One question that might arise here: does this mean the problem with Ark is liquidity or cash flows?
“I would say the two are very closely related. I would say that it is a potential illiquidity problem that is being recognized in many drains,” says Edwin Dorsey, author of The Bear Cave newsletter.
“When there are inflows, it doesn’t matter how liquid you are because you keep buying this stuff. It’s like a bank is undercapitalized but everyone keeps depositing money – there will never be a bank failure,” says Dorsey.
“So it’s a liquidity problem that comes to the fore when there are many sudden outflows,” he says.
Knowing Ark’s concentration issues here not only makes exiting positions problematic, it also makes its funds vulnerable to being run at the top by hedge funds that are selling or shorting some of these illiquid names, Dorsey says.
“When people start saying, ‘Oh, Ark is doing badly; retail investors are starting to cash out – let’s turn them upside down.’ Not only will you have Ark selling pressure hurting these illiquid stocks, you will have it all. These funds are short-circuiting these names, pushing them down and expecting Ark to do so next week, “he says.
It’s a feedback loop with the very real potential of connecting to yourself. If Ark has to sell large quantities of small businesses and flood the market with stocks, there won’t be a big price in the open market.
This of course affects the performance of the Ark ETFs themselves and makes further redemptions more likely if the well-known tendency of investors to sell in downturns is true.
Take that away
Ark certainly recognizes how focused its portfolio has become in certain names. On Friday, the fund family silently changed their prospectus to change their own rules for ETF portfolios. Ark ETFs can now invest more than 30% of their holdings in a single security and own more than 20% of a single company.
To put these (now abandoned) limits in context, many diversified mutual funds limit themselves to investing no more than 5% of assets in any one security and no more than 20% or 25% of assets in any single sector.
Ark’s decision to ditch these earlier concentration rules could deter the company from inevitably breaking its own rules if current trends continue, but it only exacerbates the problem lamented by Dorsey and others.
In either case, there is likely to be a period of underperformance soon – although this is not solely due to liquidity issues.

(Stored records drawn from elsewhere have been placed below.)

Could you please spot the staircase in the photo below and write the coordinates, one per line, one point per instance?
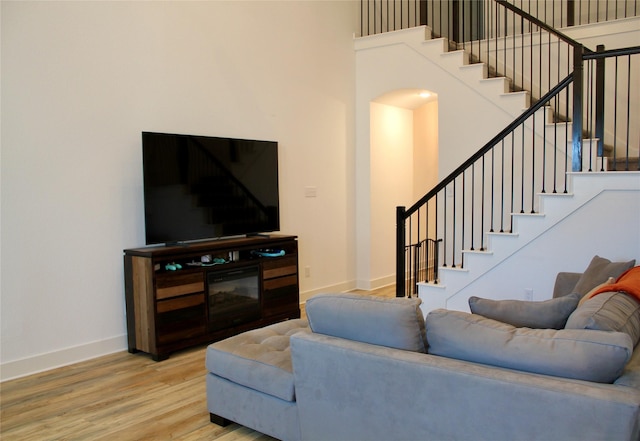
(496, 268)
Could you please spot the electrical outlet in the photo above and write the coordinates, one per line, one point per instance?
(528, 294)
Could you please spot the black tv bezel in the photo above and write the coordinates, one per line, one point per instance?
(181, 239)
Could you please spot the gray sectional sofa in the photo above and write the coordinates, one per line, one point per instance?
(366, 368)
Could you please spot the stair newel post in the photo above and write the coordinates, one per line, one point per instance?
(600, 72)
(578, 92)
(400, 251)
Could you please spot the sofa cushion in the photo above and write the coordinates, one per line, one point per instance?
(391, 322)
(598, 271)
(524, 314)
(259, 359)
(608, 311)
(598, 356)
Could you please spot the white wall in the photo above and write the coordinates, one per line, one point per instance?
(81, 80)
(391, 169)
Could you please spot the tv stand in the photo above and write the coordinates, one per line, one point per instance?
(176, 297)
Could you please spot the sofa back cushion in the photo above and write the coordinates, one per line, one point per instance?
(551, 313)
(598, 271)
(598, 356)
(393, 322)
(608, 311)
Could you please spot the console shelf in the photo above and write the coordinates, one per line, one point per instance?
(185, 295)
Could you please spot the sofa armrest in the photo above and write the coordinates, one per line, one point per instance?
(352, 390)
(565, 282)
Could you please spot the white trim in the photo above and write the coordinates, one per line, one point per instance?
(64, 357)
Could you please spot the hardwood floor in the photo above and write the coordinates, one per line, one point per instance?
(120, 396)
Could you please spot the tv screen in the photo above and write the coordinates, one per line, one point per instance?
(201, 187)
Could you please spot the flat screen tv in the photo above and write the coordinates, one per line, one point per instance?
(202, 187)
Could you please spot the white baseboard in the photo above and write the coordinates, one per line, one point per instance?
(339, 287)
(64, 357)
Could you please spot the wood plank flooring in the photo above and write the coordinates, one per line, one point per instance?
(120, 397)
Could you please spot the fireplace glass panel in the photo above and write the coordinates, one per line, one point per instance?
(234, 297)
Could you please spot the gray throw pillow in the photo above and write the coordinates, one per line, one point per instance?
(598, 356)
(608, 311)
(551, 314)
(598, 271)
(393, 322)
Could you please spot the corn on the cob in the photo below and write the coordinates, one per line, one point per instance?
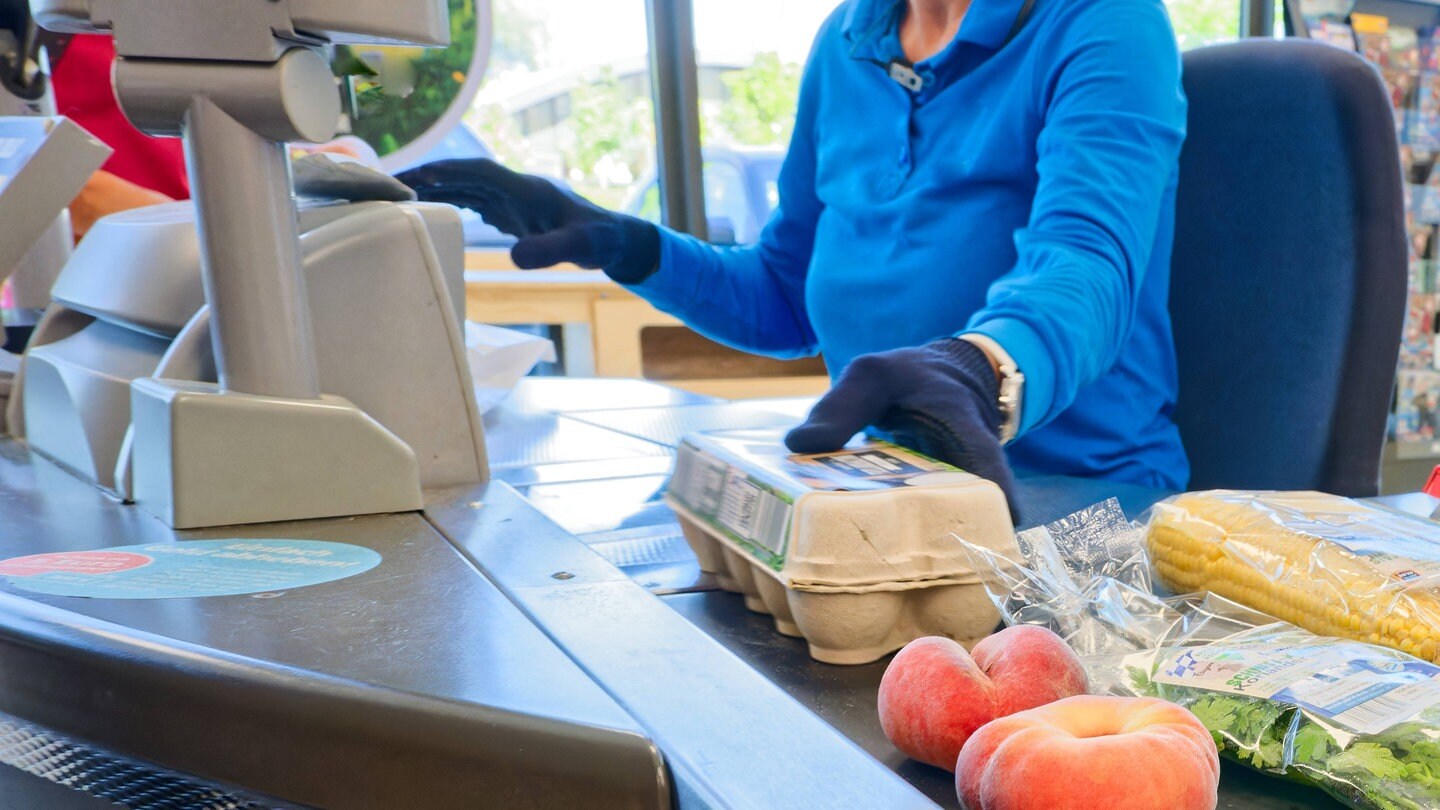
(1328, 564)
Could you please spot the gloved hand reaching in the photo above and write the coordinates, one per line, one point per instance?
(941, 399)
(553, 225)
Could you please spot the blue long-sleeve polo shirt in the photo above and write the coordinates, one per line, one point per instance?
(1026, 192)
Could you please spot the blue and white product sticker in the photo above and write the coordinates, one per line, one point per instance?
(187, 568)
(1358, 686)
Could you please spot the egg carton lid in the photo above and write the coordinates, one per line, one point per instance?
(873, 516)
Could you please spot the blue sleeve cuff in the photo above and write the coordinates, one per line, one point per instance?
(1033, 361)
(670, 288)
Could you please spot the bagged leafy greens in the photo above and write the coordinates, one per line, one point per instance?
(1358, 721)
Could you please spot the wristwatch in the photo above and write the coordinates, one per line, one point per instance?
(1011, 384)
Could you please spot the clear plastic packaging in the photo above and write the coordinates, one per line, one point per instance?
(1358, 721)
(1328, 564)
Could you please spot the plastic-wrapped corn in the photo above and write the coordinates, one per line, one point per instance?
(1328, 564)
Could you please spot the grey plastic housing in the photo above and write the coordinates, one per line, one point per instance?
(388, 293)
(398, 22)
(43, 163)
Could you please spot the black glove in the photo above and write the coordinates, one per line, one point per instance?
(553, 225)
(941, 399)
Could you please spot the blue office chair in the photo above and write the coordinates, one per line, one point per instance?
(1288, 286)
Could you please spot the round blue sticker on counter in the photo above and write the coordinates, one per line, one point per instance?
(187, 568)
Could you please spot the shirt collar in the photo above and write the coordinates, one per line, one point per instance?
(871, 26)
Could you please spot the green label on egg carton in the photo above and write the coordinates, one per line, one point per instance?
(745, 483)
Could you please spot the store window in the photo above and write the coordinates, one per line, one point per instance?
(566, 95)
(1204, 22)
(749, 79)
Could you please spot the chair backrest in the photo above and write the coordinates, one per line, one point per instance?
(1288, 286)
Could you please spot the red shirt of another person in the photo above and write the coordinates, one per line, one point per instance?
(84, 94)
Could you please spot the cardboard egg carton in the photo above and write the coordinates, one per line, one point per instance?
(850, 551)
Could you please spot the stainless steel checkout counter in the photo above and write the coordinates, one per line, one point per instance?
(546, 640)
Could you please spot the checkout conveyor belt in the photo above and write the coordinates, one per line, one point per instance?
(510, 649)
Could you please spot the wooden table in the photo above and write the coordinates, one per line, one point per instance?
(602, 323)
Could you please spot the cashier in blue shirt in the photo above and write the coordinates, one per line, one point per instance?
(974, 228)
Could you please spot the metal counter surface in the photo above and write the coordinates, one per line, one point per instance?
(416, 682)
(488, 608)
(627, 500)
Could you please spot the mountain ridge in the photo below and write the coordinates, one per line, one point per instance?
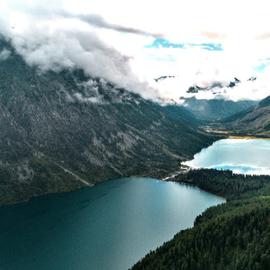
(54, 123)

“I think the biggest risk for Cathie Wood and ARKK is the concentration of holdings,” said Robert Johnson, finance professor at Creighton University in Omaha, Nebraska.
“And by that I don’t mean a specific industry, but rather the type of company the fund invests in – disruptive innovation. When liquidity and optimism are high, these companies attract capital. We saw that last year. Essentially, it has.” thematically a highly concentrated portfolio, “says Johnson of Wood.
While Ark’s unique problem of holding high percentages of less-traded companies is arguably the largest unconfirmed risk factor for his funds, Johnson’s observation is another problem.
And another problem could soon be felt due to Cathie Wood’s remarkably successful run that helped grow the company’s net worth from around $ 3 billion to over $ 50 billion in just over a year. It’s the falling returns that come with managing large sums of money.
“When you’re really ‘hot’ you get a lot of money to manage and it’s just a lot harder to navigate. Because the best options tend to be in smaller stocks, which are the most mispriced, and when you have a lot of money, man can’t really invest in them because they stop moving the needle, “says Dorsey.